BCTP's effectiveness against anthrax spores is especially significant, because they are so difficult to kill. "Spores are like freeze-dried bacteria," Baker explained. "Their tough outer coat is resistant to disinfectants, freezing, drought, virtually anything we can throw at them. Spores can survive in the environment for many years and still generate live bacteria when given the right combination of water, nutrients and temperature."
Concentrated doses of strong disinfectants like bleach or formaldehyde will kill anthrax spores, according to Baker. Unfortunately, they also are toxic to people and the environment, which makes them useless for decontaminating a person, a piece of land or equipment exposed to the bacteria.
Since the Persian Gulf War, military authorities have become increasingly concerned about the threat anthrax and other biological warfare agents pose both to our armed forces and civilian populations. "Anthrax is often fatal and easily dispersed through air or water," Baker said. "We know that countries hostile to the United States have developed strains of anthrax which are resistant to antibiotics and existing vaccines. To counter that threat, the Defense Advanced Research Projects Agency (DARPA), is testing several possible new weapons against these biologic agents---including BCTP."
"When properly formulated, the components in BCTP form an emulsion of tiny lipid droplets suspended in solvent," said Wright. "These lipids fuse with anthrax spores causing the spore to revert to its active bacterial state. During this process, which takes four to five hours, the spore's tough outer membrane changes allowing BCTP's solvent to strip away the exterior membrane. BCTP's detergent then degrades the spore's interior contents. In scanning electron microscope images, the spores appear to explode."
In his conference presentation, Hayes described how even low concentrations of BCTP killed more than 90 percent of virulent strains of Bacillus anthracis spores in a culture dish. "We observed sporicidal activity with dilutions as high as one part BCTP per 1,000 parts culture media," Hayes said.
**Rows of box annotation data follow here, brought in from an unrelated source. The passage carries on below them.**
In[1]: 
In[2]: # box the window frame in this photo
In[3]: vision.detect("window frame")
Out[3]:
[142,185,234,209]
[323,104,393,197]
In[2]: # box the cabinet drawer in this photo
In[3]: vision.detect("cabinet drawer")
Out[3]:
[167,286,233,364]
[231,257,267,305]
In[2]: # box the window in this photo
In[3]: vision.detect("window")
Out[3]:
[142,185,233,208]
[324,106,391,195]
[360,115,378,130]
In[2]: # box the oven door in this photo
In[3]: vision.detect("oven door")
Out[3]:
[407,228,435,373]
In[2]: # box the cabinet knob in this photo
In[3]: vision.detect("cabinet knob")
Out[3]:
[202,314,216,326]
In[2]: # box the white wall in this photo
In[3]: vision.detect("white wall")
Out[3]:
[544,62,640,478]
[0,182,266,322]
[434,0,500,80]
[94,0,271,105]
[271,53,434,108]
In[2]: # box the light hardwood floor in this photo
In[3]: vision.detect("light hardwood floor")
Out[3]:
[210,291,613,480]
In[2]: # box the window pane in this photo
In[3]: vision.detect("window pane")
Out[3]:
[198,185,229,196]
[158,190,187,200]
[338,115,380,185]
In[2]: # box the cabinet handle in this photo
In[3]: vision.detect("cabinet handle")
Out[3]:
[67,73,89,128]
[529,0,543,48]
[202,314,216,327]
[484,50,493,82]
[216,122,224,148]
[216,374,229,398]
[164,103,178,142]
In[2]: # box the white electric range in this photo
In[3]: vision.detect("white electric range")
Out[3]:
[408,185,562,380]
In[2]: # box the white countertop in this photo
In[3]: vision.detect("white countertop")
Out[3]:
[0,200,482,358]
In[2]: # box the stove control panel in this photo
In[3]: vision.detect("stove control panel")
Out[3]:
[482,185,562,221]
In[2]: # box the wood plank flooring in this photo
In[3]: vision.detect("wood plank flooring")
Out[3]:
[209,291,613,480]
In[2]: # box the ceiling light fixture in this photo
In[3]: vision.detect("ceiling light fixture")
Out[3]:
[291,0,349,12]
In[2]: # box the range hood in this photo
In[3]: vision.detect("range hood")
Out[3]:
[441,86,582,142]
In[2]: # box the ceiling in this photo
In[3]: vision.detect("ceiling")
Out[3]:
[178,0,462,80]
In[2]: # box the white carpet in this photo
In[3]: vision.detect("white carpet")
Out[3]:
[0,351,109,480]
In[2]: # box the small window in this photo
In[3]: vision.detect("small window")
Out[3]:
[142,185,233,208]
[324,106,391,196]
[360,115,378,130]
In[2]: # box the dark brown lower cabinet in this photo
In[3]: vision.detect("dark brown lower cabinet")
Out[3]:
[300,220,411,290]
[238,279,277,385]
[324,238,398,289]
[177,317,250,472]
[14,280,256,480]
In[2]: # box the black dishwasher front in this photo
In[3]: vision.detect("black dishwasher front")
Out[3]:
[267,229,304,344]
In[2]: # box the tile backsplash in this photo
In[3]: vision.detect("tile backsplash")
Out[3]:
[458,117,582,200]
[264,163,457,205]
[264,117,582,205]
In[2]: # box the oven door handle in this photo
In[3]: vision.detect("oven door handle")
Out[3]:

To determine its toxicity to animals, U-M scientists fed large amounts of BCTP to laboratory rats and injected mice with the material subcutaneously. The animals gained weight, remained healthy and suffered no adverse effects.
To determine BCTP's effectiveness at treating animals exposed to anthrax spores, Baker's research team subcutaneously injected mice with Bacillus cereus---a closely related species of bacteria that can be safely handled in a university laboratory setting. Like B. anthracis, its lethal relative, B. cereus produces large, ulcerous areas of dead tissue if it penetrates the skin through a cut or injury. If untreated, these skin infections spread systemically, producing severe illness and death in 80 percent of the laboratory mice in the study.
"When we washed the animal's skin lesions with BCTP, the wounds began to heal," Baker said. Mice receiving BCTP either simultaneously with B. cereus spores or whose wounds were washed with BCTP an hour after exposure had a 95 percent reduction in lesion size. The death rate for mice receiving BCTP was only 20 percent.
"Rapid inactivation of anthrax bacteria and spores combined with low toxicity makes BCTP a promising candidate for use as a broad-spectrum, post-exposure decontamination agent," Baker said.
In future studies, Baker plans to evaluate BCTP's effectiveness against inhaled anthrax spores, as well as other bacteria and enveloped viruses. His research has been funded by DARPA's Unconventional Pathogen Countermeasures Program. The U-M and Novavax have filed a patent application covering BCTP's use as a decontamination agent for various anti-microbial applications. Baker is a member of the Novavax scientific advisory board, but has no significant financial interest in the company.